Multiculturalism Is the Heart of the ZELDA Franchise

When I think back on my memories playing Ocarina of Time in 1999, I remember that one moment absolutely blew my young mind. The first time I stepped into the Spirit Temple and that epic and ethereal song started, I was sold. I thought: this is the greatest game to exist. That music and how it signaled a long adventure coming to a head did it for me. It was just so atmospheric. And facing down a final obstacle (if you played the temples in the standard order) inside an ancient Egyptian shrine was something I had never experienced before. It fueled my curiosity and forever spurred an interest in Egyptian culture from that moment on. It also solidified The Legend of Zelda’s impact on me and left me craving more of those unique and epic adventures.

Zelda producer Shigeru Miyamoto wanted to create a world that drew on his time exploring rural Kyoto, Japan as a child. “… It was the first time I had ever experienced hiking up this mountain and seeing this big lake at the top. And I drew on that inspiration when we were working on The Legend of Zelda game and we were creating this grand outdoor adventure,” he said in an interview with NPR. He and the team took that idea and expanded it with Ocarina of Time, building a world inspired by diverse cultures and myths that expanded upon the Western-influences we had seen previously in RPGs like Final Fantasy.

Link approaches the Spirit Temple in The Legend of Zelda: Ocarine of Time


The team’s dedication to building an interesting, well-researched, and diverse Hyrule is, to me, the heart of the franchise. It amplified the feeling of exploration that millions of young players were experiencing. Adventures inside Egyptian temples, listening to MIDIfied versions of worldly instruments play from our screens… the game captivated our generation. Miyamoto and the team didn’t have to go so hard, but I’m glad they did.

In Ocarina of Time, Hylia has a complete map, incorporating different geographical regions. Like Tatl says in Majora’s Mask, “Swamp, mountain, ocean, canyon…” seem to be the four corners of Hyrule’s world. And Ocarina of Time introduces players to many cultural influences. The Water Temple draws on Eastern Asian myth with the temple’s Chinese Dragon statues and the Qanun-like instruments we hear in its theme. Even the duality of fighting Dark Link suggests that of yin and yang from Chinese philosophy. Hieroglyphic-like Gerudo text covers the Spirit Temple’s walls. The Temple has snake goddess statues as a potential reference to Wadjet and an Eye of Horus motif painted on the frame of some of the temple’s doors.

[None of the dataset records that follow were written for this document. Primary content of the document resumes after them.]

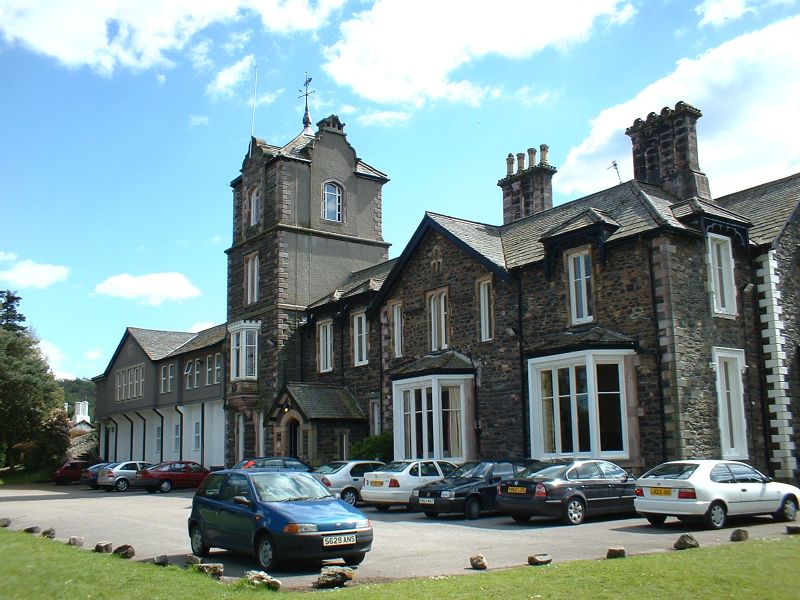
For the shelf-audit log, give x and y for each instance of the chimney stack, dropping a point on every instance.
(665, 152)
(529, 190)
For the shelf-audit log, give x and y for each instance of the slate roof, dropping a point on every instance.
(769, 206)
(322, 401)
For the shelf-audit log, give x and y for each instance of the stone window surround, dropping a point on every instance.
(587, 282)
(590, 358)
(730, 410)
(337, 186)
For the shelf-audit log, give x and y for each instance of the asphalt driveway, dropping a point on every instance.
(407, 544)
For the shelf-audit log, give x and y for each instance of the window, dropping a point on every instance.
(396, 315)
(580, 287)
(485, 309)
(251, 278)
(360, 339)
(244, 349)
(721, 278)
(433, 418)
(197, 435)
(332, 202)
(437, 316)
(578, 405)
(217, 367)
(325, 346)
(188, 378)
(729, 364)
(255, 207)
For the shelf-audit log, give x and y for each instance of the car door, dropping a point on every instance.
(755, 496)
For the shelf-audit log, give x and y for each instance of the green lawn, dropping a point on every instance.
(40, 568)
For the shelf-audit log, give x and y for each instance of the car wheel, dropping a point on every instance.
(354, 560)
(350, 496)
(199, 547)
(472, 509)
(265, 552)
(656, 520)
(715, 517)
(787, 511)
(521, 518)
(574, 512)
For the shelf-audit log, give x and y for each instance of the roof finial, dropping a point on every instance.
(306, 116)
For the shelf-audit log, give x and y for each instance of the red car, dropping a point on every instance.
(69, 472)
(169, 475)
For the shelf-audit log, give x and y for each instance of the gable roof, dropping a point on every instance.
(769, 206)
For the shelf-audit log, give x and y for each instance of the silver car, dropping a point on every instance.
(346, 477)
(117, 476)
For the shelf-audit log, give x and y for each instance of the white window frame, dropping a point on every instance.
(436, 383)
(486, 309)
(244, 349)
(325, 345)
(333, 192)
(360, 339)
(581, 286)
(729, 364)
(251, 277)
(721, 276)
(590, 360)
(437, 319)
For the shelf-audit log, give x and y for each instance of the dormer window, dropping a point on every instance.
(332, 195)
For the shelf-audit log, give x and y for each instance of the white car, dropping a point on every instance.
(392, 485)
(345, 477)
(712, 490)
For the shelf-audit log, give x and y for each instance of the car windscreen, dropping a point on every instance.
(283, 487)
(671, 471)
(330, 468)
(472, 469)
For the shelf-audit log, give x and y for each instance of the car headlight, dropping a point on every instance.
(300, 528)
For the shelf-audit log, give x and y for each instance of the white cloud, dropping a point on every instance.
(230, 77)
(200, 326)
(152, 289)
(29, 274)
(389, 54)
(139, 34)
(387, 118)
(197, 120)
(749, 91)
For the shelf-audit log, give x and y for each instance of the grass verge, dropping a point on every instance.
(42, 568)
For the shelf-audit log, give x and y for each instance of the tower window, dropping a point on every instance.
(332, 202)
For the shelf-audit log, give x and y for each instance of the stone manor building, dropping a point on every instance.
(644, 322)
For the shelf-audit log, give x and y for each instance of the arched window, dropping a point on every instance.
(332, 202)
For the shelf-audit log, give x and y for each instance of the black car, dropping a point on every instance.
(470, 489)
(570, 490)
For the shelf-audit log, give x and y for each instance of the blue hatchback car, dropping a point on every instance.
(276, 516)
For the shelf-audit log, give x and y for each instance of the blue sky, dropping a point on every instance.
(123, 122)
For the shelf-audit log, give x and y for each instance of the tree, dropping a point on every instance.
(10, 317)
(28, 389)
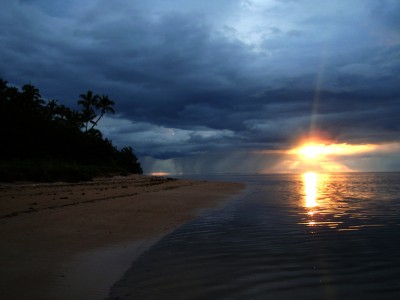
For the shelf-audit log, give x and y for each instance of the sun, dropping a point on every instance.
(312, 151)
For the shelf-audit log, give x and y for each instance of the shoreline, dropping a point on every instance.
(46, 229)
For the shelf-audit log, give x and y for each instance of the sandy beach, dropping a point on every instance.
(74, 240)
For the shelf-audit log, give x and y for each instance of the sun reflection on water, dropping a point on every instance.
(310, 189)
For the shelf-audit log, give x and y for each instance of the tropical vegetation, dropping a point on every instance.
(47, 141)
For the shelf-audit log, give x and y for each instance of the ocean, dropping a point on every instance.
(288, 236)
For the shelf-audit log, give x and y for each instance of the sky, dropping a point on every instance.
(221, 86)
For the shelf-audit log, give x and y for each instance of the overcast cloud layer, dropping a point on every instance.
(206, 85)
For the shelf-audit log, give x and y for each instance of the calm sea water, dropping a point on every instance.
(319, 236)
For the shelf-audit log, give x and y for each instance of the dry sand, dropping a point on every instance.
(72, 241)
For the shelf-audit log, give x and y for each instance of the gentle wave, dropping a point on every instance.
(270, 245)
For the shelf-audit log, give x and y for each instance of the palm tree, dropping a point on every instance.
(89, 102)
(105, 104)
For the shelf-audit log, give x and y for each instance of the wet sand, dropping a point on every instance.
(73, 241)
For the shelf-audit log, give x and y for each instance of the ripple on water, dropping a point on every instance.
(269, 244)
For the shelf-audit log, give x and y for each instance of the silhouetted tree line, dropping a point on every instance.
(36, 133)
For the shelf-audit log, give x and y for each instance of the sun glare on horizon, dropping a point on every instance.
(324, 156)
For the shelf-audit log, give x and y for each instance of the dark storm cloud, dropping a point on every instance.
(191, 76)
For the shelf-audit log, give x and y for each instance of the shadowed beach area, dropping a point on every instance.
(74, 240)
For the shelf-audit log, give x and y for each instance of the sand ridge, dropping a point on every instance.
(43, 225)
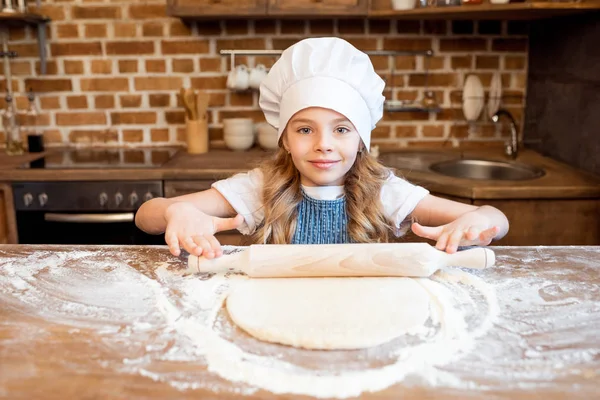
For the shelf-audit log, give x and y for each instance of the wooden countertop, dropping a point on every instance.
(560, 180)
(80, 321)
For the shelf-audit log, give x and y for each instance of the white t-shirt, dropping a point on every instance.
(244, 192)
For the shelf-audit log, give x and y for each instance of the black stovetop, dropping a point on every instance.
(108, 158)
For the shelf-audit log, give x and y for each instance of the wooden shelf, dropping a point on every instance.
(22, 18)
(515, 11)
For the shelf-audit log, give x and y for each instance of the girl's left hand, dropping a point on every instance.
(464, 231)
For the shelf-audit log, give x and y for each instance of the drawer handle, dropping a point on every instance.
(86, 218)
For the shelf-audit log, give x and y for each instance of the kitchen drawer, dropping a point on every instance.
(318, 7)
(216, 8)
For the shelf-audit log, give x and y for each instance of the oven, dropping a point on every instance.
(86, 212)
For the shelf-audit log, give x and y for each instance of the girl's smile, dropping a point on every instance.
(323, 145)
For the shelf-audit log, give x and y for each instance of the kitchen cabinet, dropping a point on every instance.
(180, 188)
(8, 225)
(216, 8)
(318, 7)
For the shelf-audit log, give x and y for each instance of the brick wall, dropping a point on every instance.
(115, 68)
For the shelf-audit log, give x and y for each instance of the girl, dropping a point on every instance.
(322, 186)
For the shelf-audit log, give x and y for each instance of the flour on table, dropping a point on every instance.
(490, 330)
(329, 313)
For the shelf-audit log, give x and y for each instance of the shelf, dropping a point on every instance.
(515, 11)
(22, 18)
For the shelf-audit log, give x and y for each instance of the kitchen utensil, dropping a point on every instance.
(189, 103)
(257, 75)
(197, 130)
(473, 98)
(495, 95)
(356, 259)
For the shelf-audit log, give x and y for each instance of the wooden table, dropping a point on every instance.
(55, 341)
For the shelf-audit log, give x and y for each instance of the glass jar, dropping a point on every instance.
(14, 144)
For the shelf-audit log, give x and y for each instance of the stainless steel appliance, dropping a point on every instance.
(86, 212)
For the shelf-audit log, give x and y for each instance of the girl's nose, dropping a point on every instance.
(323, 143)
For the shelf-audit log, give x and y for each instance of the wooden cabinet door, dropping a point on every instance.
(216, 8)
(318, 7)
(549, 222)
(179, 188)
(8, 225)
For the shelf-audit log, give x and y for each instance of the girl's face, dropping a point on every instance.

Link inside the Spirit Temple

Joseph Billing/Nintendo

In Majora’s Mask, the Swamp Temple has many references to Meso-American or African cultures. That includes the ziggurat pyramid that rises out of the swamp and the moth and statues inside the temple. And even the character of Odolwa himself. The dual-boss Twinmold references the myth of the Mongolian death worm. Some of the masks even pay homage to myth like the Keaton Mask that resembles the Kitsune from Japanese culture. Then there’s also the Fierce Deity Mask based on the Japanese ogre, the oni.

Breath of the Wild pays homage to real world locations. For example, the trees in Hyrule Ridge look similar to the dragon blood trees in Yemen. The trees from the Taobab Grasslands are similar in name and appearance to the Baobab trees found in East Africa.

That’s not even accounting for the characters in the Zelda franchise. The Gorons have hints of Pacific Islander with their tattoos, and the Gerudos’ appearances suggest the Middle East. The women wear traditional Arab clothing, and the Gerudos breed Arabian horses.

Zyle talking to Link in Breath of the Wild


What’s most exciting about The Legend of Zelda franchise’s attention to multiculturalism is twofold: the way they pull from a variety of sources to create something unique to Nintendo itself and the amount of details put into these games. And it’s these details that have extended that feeling of exploration and curiosity outside of the games themselves. Zelda fans have long been interpreting and analyzing the games, and sharing their findings in either blogs, videos, or discussions.

Representation has never been more discussed and people both scrutinize and crave it. Both are important to ensuring that our representation is not ethnocentric, or suffering from tokenism, in which a situation offers one example of a particular ethnicity or race and unfairly sets the standard. While we acknowledge the unfortunate implication of the blond and blue-eyed Hylians as the heroes of the game while Ganon and the Gerudo–dark-skinned and based on Middle Eastern culture–are the villains, there’s still room to celebrate.

The Nintendo team took care in researching these cultures in our world. They brought a whole new depth of life and complexity into the Zelda franchise. It sparked curiosity and passion in so many young players. Nintendo will hopefully continue to do so with the Breath of the Wild sequel currently in development. I can’t wait to see where they take us next.